Delivering a speech titled “The Role of the Opposition in Meeting Nigeria’s Challenges”, at the Woodrow Wilson Centre, Washington DC, USA, recently, Tinubu said:
“This government cannot prosecute a war on corruption. To do so would require the government to mainly fight itself. That is why the EFCC, though being headed by a core professional and a team of experienced hands operates with little independent discretion. There is undue interference from the Ministry of Justice and the Presidency. Thus, cases are initiated but never finished. People are arrested but never effectively tried. Sometimes, they are let go with a only a slap on the wrist. It is mostly theatre and little fact. Someone recently quipped that the current administration has a unique way of minimizing corruption. It allows a choice few to make away with such a king’s ransom that everyone else who would consume at the government trough is forced into honesty because there is nothing left to take.”
“Additionally, the PDP government efforts at constitutional reform are confined to the aim of securing political power. They seek to abuse their majorities in the national and state assemblies to ram through amendments solidifying their grip on power. For instance, they are nursing an amendment proposing to rotate the Presidency among the nation’s six geopolitical zones so that during any given election only candidates from the anointed region can contest for office. I have referred to this as “Turn by Turn” politics. It is an untoward attempt to impose the PDP’s sordid interparty arrangement on the nation. The provision negates democracy. The people should always be afforded the right to vote for whomever they desire. Everyone should be allowed to contest for office and not be barred simply because their place of origin does not accord with someone else’s timetable.”
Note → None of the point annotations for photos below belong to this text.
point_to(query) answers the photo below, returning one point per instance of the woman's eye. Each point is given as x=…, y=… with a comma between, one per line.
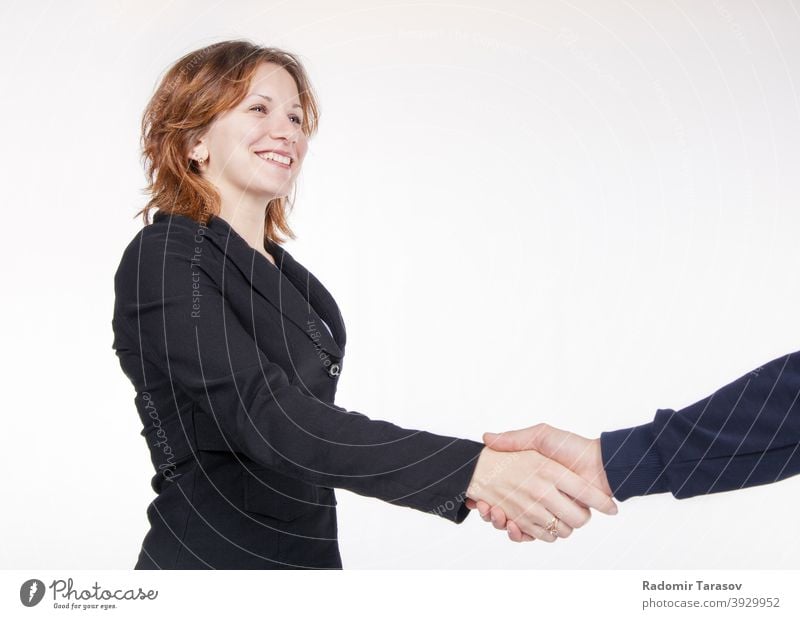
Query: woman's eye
x=295, y=118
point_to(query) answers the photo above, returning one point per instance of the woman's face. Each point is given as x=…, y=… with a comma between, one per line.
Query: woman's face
x=246, y=147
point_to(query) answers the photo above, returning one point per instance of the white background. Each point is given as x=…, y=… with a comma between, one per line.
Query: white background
x=527, y=211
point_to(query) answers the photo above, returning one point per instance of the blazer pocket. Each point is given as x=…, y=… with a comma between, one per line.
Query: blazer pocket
x=272, y=494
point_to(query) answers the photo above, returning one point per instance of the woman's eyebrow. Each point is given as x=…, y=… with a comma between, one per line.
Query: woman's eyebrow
x=255, y=94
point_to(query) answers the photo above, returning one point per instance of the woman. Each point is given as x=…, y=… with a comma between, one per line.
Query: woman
x=746, y=433
x=235, y=349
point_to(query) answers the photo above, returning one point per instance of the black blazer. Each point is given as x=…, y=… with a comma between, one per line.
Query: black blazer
x=235, y=375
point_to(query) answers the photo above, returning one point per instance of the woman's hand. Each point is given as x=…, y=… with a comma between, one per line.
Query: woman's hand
x=532, y=491
x=581, y=455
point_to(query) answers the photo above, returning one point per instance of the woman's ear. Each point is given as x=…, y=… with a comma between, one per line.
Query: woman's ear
x=199, y=152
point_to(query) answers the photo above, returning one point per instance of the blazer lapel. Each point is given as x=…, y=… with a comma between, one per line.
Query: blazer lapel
x=284, y=286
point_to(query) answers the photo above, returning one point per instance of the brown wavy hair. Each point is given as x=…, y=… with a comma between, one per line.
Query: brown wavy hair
x=194, y=90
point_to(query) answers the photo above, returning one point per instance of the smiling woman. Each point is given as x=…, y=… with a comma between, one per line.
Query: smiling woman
x=240, y=353
x=208, y=115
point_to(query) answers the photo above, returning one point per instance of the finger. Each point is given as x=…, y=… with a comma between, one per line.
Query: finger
x=515, y=440
x=484, y=508
x=534, y=517
x=498, y=517
x=539, y=533
x=515, y=534
x=581, y=490
x=565, y=509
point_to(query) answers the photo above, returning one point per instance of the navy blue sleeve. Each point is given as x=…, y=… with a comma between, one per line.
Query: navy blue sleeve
x=745, y=434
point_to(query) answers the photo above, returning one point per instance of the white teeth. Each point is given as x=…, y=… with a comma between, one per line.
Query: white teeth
x=276, y=157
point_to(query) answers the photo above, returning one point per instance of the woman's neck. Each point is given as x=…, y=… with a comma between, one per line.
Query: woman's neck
x=248, y=222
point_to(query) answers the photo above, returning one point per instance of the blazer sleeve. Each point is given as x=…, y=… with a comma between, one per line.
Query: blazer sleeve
x=207, y=354
x=745, y=434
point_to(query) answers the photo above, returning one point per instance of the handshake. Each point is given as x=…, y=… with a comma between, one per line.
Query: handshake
x=539, y=483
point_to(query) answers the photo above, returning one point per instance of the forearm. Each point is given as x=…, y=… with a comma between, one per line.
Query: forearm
x=745, y=434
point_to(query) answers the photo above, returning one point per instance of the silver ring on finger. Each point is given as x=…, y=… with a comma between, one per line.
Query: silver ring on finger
x=552, y=527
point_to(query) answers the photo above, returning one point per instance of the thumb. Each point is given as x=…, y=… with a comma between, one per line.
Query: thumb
x=515, y=440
“We need to discuss our future, if necessary conduct a referendum on a number of issues that are germane to our future development. The idea that a ruling party can use its bogus majority in the National Assembly to tamper with the constitution and abrogate the right of Nigerians to vote and be voted for, to fair hearing alter the independence of the judiciary and promote division among the citizenry cannot chart a path to progress and development. Governance at the national level has veered too far off course. Tinkering around the constitution’s edges cannot provide the needed corrective measures. To most of us, the Jonathan Administration appears like the dazed captain using a teaspoon to bail water from his sinking vessel.
We require a National Conference for two important reasons:
First, the present constitution was never established by the people. It is the handiwork of the military. A constitution that was forced on us does not have the requisite legitimacy needed for such a complex, diverse nation. The past thirteen years have revealed important flaws in the constitutional structure, namely the capacity of the federal executive to arrogate the powers of other governmental institutions. The exclusive legislative list is too large and overbearing. The states have suffered as a result. So have civil liberties. We need to drastically overhaul the constitution to provide for a more perfect federal system that restrains the ability of the federal executive to encroach on the prerogatives of other institutions and on individual liberties.”